Figure 2. Schematic illustration of dual phase computed tomography pulmonary angiogram (DP-CTPA) diagnosis. PE (pulmonary embolism, Supplementary Video 1) lesion shows low density in pulmonary artery phase and aortic phase. PIA (pulmonary insufficiency artifacts, Supplementary Video 2): The diameter of the main pulmonary artery and the left and right pulmonary arteries increases. During the pulmonary artery phase, the pulmonary arteries exhibit filling defects. During the aortic phase, there is still more contrast media filling in the pulmonary arteries and the filling defect in the pulmonary arteries disappears in the aortic phase. S-PSA (systemic-pulmonary shunt artifacts Supplementary Video 3): In pulmonary artery phase, there is a filling defect or no development of the lumen in the pulmonary artery or its branch. The filling defect or no development of the lumen presents as a high density in the aortic phase. Normal (Supplementary Video 4): There is no filling defect in pulmonary arteries both in pulmonary artery phase and aortic phase.

Clinical Data

Quantitative assessment of D-dimer levels in plasma was performed by an immunoturbidimetric method (HemosIL D-dimer HS, Instrumentation Laboratory, USA). Cutoff level D-dimer level for defining elevated D-dimer was >450 ng/mL. Hemodynamic and clinical classification of pulmonary hypertension was done according to the 6th World Symposium on Pulmonary Hypertension (13).

Radiation Dose

An effective radiation dose (ED) was calculated for all patients. The CT scanner recorded the dose-length product (DLP). DLP (mGy·cm) is an indicator of patient dose from CT tube radiation output/exposure. The ED dose was calculated by multiplying DLP by 0.014 mSv/(mGy·cm) (14).

Statistical Analysis

Data were analyzed using R version 4.1.1 (http://www.r-project.org). Normally-distributed continuous variables were compared using Student's t-test, and non-normally distributed continuous variables were compared using the Wilcoxon rank-sum test or Kruskal-Wallis H test. The Chi-squared test or Fisher's exact probability method was used to assess between-group differences with respect to categorical variables. P-values < 0.05 were considered indicative of statistical significance.

Results

A total of 1,019 patients were included in the final analysis, including 660 patients without PE group [59 (49–69) years; male 397, female 263] and 359 with PE group [58 (50–68) years; male 215, female 144]; there were no significant between-group differences with respect to sex or age (Table 1). Patients in the PE group were more prone to chest pain and elevated levels of D-dimer than those in the without PE group (chest pain: 93.59 vs 79.39%; elevated D-dimer levels: 92.76 vs. 49.39%, respectively, P < 0.001). Also, more patients experienced hemoptysis in the non-PE group compared with those in the PE group (26.67 vs. 4.18%, P < 0.001). In terms of complications, patients in the non-PE group were more likely to be complicated with bronchiectasis (16.21 vs. 0.84%, P < 0.001), chronic lung infection (11.82 vs. 2.79%, P < 0.001), pulmonary hypertension (7.73 vs. 4.18%, P < 0.05), pleural effusion (13.79 vs. 0.84%, P < 0.001) and lung cancer (9.97 vs. 2.23%, P < 0.001) than those in the PE group.

TABLE 1

Table 1. Clinical characteristics of patients with PE and without PE.

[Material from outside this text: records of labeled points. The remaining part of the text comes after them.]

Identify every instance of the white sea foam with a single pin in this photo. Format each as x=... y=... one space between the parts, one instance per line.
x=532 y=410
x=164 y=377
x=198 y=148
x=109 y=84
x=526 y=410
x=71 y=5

Two experienced doctors evaluated SP-CTPA and DP-CTPA to diagnose patients with a good consistency (Kappa index: 0.919 and 0.916, respectively), and the test results were obtained after discussion. Compared with the FCD, 352 cases of PE were diagnosed with both SP-CTPA and DP-CTPA, with the same sensitivity of 98.1% (99.6–99.5%) (Table 2). One hundred forty-two cases were false positive in SP-CTPA with specificity of 78.5% (75.3–81.6%), positive predictive value of 0.713 and negative predictive value of 0.987. No false positive was found in DP-CTPA, with specificity of 100%, positive predictive value of 1, and negative predictive value of 0.990. The diagnostic ability of DP-CTPA was found to be greater than that of SP-CTPA [Net Reclassification Improvement (NRI) = 0.215; P < 0.05].

TABLE 2

Table 2. Coincidence between single phase-computed tomography pulmonary angiography (SP-CTPA) and dual phase-computed tomography pulmonary angiography (DP-CTPA) in the diagnosis of PE and the FCD.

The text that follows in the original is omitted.